Espaço Associados

Textos de Maria Luísa Malato


       Postais de Dili, 29 de agosto de 2013



Dia quase todo passado a tentar ter de novo internet, depois de quase uma semana sem ligação. Tinha também de terminar um texto sobre o Albert Camus e cliquei inadvertidamente no teclado do PC que o perdeu na sua memória mais recôndida. Desesperada, achei que merecia almoçar fora, ainda que fosse já tarde, e acabei por entrar no Katuas Hotel, o hotel onde é usual os portugueses ficarem quando não têm dinheiro para ficarem no Hotel Timor. O Hotel Timor é dos donos da Fundação Oriente, uma das casas mais bonitas da minha rua. O Katua’s Hotel (em tétum “Katuas” quer dizer “velho”: a apóstrofe e o “s” são só para inglês ver) pertence a uns portugueses do Alentejo/ Algarve e é um hotel mais tradicional. Empurrada a porta, eu juraria que não podia ser verdade. No ar passava uma canção dos Trovante, não uma canção qualquer mas a faixa de um CD do Luís Represas que cantava “Em Timor”. Sentei-me numa mesa junto à parede de vidro, a olhar para o calor lá fora. Paredes verdes, cadeiras de uma verga qualquer dos trópicos, ventoinhas largas no teto. Um microclima. A ementa falava por si: o prato do dia eram lulas à algarvia, em conta, por 6 dólares, metade do preço das pataniscas do Hotel de Timor. Mas já não havia, tinham tido muita gente ao almoço. Era verdade, ainda estava cheio de gente animada que parecia conhecer-se toda, e já iamos a caminho das 2 da tarde. Consulto a ementa em português e inglês, espantando-me por não encontrar ementa em tétum: à 2.ª f., pataniscas, à 4.ª coelho à caçador! Sopa de grão de bico, de feijão-frade. Mas não me apetecia nada elaborado e demorado, e acabei por pedir sopa e um portuguesíssimo bitoque. No ar passava agora um fado de Coimbra. Era mesmo um fado de Coimbra. Meu Deus, logo de Coimbra. Pareciam ter escolhido aquilo para mim, de propósito. Até a cerveja era Super Bock, para mostrar que naquela “nasaum” a Sagres dos mouros não entrava. E as vozes à minha volta falavam de coisas como é assessor agora, sabes, e do jogo da Académica com o Sporting, jogou pessimamente a Académica, e um Sporting como não se via há muito, já não me lembro. Tudo aquilo me pareceu uma mensagem cifrada, e só eu tinha o código todo na memória, mais ninguém. Mandar uns e-mails, pá, uns problemas. E aquele bacalhau, ontem! Não conheces o Crisóstomo, do Ministério? Uma água das pedras, de Carvalhelhos, se faz favor. Se quiseres eu apresento-to, pá. É o melhor. O Jesus não tem futuro. A empresa faliu em Portugal.

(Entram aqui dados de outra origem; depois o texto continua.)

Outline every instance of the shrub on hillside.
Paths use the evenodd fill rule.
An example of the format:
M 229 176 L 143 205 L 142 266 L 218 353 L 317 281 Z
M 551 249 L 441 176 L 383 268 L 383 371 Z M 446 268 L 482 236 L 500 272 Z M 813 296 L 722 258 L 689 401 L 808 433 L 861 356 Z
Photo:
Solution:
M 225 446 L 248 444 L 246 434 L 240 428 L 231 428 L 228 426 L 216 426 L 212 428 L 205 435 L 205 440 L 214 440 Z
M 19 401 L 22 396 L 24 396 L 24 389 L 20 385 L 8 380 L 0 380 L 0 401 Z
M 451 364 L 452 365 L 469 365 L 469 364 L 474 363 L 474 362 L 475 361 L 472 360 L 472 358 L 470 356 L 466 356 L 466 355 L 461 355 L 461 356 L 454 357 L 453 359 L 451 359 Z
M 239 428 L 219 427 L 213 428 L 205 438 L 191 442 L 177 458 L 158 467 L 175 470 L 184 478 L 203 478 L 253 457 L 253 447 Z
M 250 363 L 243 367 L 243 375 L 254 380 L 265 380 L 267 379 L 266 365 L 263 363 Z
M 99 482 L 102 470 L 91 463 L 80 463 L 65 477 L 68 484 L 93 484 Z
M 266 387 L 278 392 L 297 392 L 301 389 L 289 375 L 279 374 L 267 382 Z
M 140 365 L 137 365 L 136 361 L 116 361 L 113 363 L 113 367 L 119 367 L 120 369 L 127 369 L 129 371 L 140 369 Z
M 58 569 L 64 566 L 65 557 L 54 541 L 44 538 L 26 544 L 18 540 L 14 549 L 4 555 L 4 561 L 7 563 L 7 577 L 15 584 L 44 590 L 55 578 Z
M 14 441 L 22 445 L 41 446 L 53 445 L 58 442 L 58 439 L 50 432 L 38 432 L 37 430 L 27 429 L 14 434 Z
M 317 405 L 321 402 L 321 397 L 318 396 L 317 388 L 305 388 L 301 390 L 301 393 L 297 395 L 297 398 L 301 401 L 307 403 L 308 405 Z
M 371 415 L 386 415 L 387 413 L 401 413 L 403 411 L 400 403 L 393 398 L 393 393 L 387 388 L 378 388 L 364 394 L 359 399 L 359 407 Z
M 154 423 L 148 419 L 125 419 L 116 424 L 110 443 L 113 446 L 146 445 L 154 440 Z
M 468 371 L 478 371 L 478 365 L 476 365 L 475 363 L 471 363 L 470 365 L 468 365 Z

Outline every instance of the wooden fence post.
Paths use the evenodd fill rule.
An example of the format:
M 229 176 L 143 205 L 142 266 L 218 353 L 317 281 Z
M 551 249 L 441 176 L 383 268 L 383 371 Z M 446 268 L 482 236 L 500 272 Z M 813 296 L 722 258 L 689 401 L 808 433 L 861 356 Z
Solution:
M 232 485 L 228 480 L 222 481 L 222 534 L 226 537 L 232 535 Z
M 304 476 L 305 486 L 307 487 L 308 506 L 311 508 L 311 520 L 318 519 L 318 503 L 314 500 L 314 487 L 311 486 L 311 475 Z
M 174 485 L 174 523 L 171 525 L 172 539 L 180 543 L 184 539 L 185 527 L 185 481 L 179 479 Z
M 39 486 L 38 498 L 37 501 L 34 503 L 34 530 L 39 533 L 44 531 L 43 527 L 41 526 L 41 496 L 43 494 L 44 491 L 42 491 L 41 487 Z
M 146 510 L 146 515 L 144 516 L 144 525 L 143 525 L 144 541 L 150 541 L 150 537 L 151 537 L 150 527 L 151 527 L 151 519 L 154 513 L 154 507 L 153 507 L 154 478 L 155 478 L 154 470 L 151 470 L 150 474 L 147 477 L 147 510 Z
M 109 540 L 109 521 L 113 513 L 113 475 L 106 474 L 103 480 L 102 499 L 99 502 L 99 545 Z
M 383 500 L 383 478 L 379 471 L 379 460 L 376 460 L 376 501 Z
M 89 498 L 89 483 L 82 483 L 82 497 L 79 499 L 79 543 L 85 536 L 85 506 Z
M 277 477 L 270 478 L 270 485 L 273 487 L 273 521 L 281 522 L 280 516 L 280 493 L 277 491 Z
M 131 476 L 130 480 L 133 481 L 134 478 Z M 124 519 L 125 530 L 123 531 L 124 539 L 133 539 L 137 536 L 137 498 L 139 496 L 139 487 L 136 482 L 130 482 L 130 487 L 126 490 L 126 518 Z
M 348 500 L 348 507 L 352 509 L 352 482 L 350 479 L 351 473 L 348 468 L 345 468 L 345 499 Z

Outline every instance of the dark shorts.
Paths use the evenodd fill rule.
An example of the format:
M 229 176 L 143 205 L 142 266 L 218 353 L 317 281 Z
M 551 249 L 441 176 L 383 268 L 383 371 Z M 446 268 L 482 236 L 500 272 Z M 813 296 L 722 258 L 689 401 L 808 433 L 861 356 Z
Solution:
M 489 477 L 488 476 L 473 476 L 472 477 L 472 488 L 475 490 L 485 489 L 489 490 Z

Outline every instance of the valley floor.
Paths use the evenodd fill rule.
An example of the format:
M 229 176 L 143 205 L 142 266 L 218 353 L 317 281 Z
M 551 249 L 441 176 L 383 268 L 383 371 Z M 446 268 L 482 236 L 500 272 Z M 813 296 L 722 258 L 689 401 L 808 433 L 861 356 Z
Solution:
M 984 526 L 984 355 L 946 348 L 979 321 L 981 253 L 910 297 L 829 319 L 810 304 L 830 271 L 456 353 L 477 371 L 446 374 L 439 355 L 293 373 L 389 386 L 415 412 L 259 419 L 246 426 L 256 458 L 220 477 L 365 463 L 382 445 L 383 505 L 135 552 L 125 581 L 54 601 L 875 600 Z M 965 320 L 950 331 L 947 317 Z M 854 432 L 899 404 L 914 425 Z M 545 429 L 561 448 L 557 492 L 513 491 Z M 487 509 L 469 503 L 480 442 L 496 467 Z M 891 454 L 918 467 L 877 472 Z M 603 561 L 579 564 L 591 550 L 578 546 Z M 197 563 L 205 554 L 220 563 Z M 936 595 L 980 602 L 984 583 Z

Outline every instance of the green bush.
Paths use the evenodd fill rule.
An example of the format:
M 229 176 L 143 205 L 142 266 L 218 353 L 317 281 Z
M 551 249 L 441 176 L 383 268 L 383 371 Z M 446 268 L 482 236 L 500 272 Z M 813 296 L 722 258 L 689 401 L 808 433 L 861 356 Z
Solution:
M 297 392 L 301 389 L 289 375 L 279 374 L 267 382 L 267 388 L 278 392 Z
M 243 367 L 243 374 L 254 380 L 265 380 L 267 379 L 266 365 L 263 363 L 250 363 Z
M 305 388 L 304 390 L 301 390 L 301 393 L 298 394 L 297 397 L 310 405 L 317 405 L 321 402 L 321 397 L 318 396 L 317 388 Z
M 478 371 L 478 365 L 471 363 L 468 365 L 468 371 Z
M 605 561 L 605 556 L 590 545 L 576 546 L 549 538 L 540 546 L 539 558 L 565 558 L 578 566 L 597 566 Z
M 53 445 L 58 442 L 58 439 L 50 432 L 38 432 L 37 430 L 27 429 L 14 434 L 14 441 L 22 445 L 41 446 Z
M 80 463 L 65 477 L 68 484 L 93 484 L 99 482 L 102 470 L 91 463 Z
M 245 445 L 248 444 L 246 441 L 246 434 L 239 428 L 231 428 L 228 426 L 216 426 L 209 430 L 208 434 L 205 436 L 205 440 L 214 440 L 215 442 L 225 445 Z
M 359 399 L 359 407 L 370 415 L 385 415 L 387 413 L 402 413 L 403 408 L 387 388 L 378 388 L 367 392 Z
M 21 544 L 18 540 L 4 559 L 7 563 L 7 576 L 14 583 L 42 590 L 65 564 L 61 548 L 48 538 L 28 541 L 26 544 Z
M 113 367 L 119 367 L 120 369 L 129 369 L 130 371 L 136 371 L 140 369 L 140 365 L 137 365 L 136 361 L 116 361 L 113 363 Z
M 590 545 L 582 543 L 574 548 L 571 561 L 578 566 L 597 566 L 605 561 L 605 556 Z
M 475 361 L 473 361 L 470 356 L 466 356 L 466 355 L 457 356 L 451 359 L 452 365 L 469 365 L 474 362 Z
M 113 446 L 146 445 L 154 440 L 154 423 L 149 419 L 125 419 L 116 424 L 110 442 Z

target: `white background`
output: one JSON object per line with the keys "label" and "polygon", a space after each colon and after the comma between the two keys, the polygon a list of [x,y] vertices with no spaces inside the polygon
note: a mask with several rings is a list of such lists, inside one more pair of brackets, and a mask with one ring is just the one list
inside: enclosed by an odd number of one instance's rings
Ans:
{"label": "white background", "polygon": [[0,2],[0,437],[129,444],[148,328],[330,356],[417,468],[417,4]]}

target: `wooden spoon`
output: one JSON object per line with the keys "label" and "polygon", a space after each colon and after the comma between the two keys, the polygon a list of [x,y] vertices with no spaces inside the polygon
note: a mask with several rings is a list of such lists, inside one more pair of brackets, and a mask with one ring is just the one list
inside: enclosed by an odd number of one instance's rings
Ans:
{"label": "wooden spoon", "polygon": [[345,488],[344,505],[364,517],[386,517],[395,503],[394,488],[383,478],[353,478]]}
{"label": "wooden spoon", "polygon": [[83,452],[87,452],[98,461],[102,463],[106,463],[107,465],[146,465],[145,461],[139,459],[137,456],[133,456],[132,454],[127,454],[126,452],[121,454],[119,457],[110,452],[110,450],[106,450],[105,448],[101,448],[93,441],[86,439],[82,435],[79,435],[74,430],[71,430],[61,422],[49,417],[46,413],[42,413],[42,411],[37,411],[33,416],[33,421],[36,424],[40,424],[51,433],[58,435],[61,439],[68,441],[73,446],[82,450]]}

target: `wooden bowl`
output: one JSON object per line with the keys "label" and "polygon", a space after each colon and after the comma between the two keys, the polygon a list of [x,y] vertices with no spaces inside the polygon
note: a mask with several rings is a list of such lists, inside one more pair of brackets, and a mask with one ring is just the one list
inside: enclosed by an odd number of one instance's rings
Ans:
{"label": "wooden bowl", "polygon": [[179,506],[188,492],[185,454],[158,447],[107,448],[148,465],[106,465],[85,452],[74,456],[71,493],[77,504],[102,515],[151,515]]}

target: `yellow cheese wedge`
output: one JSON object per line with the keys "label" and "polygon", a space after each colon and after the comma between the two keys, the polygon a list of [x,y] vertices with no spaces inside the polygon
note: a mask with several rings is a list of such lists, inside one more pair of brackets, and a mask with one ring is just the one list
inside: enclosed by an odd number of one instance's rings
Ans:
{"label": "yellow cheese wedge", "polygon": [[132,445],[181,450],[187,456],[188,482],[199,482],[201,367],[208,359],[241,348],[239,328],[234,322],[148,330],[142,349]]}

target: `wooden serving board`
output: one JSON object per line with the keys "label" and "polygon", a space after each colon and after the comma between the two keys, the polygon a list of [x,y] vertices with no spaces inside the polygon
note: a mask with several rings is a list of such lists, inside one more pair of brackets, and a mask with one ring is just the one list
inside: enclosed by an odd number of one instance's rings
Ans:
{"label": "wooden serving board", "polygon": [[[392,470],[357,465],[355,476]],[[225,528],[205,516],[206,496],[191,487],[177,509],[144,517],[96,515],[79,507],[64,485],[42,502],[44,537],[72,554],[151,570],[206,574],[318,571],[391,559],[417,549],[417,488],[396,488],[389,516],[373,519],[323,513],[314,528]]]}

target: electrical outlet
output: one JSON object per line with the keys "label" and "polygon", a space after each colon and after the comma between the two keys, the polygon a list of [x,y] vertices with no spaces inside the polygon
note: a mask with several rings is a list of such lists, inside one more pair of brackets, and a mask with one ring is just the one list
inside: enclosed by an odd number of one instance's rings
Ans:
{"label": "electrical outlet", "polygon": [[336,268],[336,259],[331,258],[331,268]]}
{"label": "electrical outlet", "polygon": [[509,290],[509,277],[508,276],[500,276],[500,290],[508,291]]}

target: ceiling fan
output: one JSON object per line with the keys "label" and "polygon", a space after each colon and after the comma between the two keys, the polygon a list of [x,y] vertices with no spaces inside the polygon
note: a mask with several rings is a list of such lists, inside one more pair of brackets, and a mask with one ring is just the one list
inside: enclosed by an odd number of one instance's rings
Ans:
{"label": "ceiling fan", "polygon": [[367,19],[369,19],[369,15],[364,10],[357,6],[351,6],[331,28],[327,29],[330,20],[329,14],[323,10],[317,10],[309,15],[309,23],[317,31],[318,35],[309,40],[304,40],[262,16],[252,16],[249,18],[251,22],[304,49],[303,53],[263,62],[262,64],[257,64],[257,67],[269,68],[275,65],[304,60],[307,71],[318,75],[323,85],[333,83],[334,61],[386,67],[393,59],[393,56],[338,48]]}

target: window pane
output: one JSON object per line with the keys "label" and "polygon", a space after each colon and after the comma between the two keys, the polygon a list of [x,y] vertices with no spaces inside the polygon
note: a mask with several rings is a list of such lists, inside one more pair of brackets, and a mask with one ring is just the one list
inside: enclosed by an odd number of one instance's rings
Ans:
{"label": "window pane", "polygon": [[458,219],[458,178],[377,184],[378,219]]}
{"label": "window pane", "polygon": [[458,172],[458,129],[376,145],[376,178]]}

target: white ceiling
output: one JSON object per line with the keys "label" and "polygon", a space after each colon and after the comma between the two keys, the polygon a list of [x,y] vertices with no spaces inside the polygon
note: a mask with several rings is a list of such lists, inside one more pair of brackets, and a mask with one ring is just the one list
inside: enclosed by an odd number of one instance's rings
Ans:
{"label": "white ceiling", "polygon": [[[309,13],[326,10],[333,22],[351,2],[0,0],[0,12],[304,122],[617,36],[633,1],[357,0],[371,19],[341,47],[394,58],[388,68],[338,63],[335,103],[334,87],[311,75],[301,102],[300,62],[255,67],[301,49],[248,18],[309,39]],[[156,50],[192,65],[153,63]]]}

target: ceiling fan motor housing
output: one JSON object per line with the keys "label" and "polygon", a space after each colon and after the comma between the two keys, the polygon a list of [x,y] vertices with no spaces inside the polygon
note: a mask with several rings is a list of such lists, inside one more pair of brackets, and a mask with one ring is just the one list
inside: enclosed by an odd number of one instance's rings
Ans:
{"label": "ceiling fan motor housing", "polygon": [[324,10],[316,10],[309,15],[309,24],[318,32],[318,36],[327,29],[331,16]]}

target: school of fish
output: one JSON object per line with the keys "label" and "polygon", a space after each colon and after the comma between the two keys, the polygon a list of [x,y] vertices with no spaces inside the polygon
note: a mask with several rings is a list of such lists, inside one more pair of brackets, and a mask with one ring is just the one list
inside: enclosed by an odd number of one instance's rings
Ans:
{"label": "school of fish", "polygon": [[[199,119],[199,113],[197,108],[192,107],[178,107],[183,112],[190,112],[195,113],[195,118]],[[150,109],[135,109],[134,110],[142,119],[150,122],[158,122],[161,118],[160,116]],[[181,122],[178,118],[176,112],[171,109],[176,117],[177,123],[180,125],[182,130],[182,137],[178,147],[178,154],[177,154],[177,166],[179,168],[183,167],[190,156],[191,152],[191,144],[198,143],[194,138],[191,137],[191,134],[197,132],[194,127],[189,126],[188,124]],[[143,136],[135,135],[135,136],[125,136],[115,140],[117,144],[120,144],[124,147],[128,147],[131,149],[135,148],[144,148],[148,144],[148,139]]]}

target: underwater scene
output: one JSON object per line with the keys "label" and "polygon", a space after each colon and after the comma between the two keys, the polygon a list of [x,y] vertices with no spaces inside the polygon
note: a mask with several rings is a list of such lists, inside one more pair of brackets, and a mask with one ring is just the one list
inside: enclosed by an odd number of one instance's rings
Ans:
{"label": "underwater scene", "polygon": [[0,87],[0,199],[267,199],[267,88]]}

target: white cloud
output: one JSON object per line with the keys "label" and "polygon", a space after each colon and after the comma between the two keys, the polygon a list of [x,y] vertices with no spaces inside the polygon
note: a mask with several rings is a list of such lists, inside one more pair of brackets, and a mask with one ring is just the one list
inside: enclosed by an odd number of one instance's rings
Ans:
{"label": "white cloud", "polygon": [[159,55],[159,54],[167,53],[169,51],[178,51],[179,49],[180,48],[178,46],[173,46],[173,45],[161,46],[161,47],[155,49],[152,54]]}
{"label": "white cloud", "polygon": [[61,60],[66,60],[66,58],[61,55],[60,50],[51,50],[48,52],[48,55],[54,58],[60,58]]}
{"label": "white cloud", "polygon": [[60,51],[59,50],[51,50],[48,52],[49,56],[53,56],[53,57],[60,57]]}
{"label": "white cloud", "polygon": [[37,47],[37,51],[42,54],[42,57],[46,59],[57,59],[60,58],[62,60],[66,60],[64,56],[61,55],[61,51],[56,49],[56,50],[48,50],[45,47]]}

Problemas. Isto em Timor é assim. Tem de ser assim. A gente vê-se. Tenho mesmo de mandar uns e-mails, pá!

Consulto o meu dicionário para saber como se diz “problema” em tétum. “Problema” em tétum é “Problema”. Fico também a saber que a expressão portuguesa “Que pena!”, próxima, no guia de conversação, da área dos problemas, se diz em tétum “koitado!”. Olho através da parede de vidro e vejo lá fora deambular uma mulher com garrafas penduradas no bambu que leva aos ombros. Tão frágil o vidro que nos separa. O restaurante vai-se esvaziando. Saem do restaurante e vão de carro para o trabalho. Não é má gente. Uma rapariga de vestido preto e saltos altos, como consegue ela andar aqui assim?, volta atrás e deixa uma caixa com qualquer coisa para a mulher que ainda deambula as garrafas quentes, para cá e para lá. Desde lado do vidro, timorense, só a empregada, que me pede para pagar: desculpe, ao ver-me surpreendida, é preciso fechar a cozinha. Mas posso ficar o tempo que eu quiser. Dou ainda uma demorada vista de olhos ao cenário verde e às cadeiras de folha de bananeira, talvez seja folha de bananeira: lembra os filmes ingleses sobre os anos 40, em África. No balcão inglês, de madeira escura, dois jornais em tétum, dobrados. Nada daquilo é a sério.

Empurro a porta e sinto-me como uma miúda feliz que tivesse ido ao Portugal dos Pequeninos.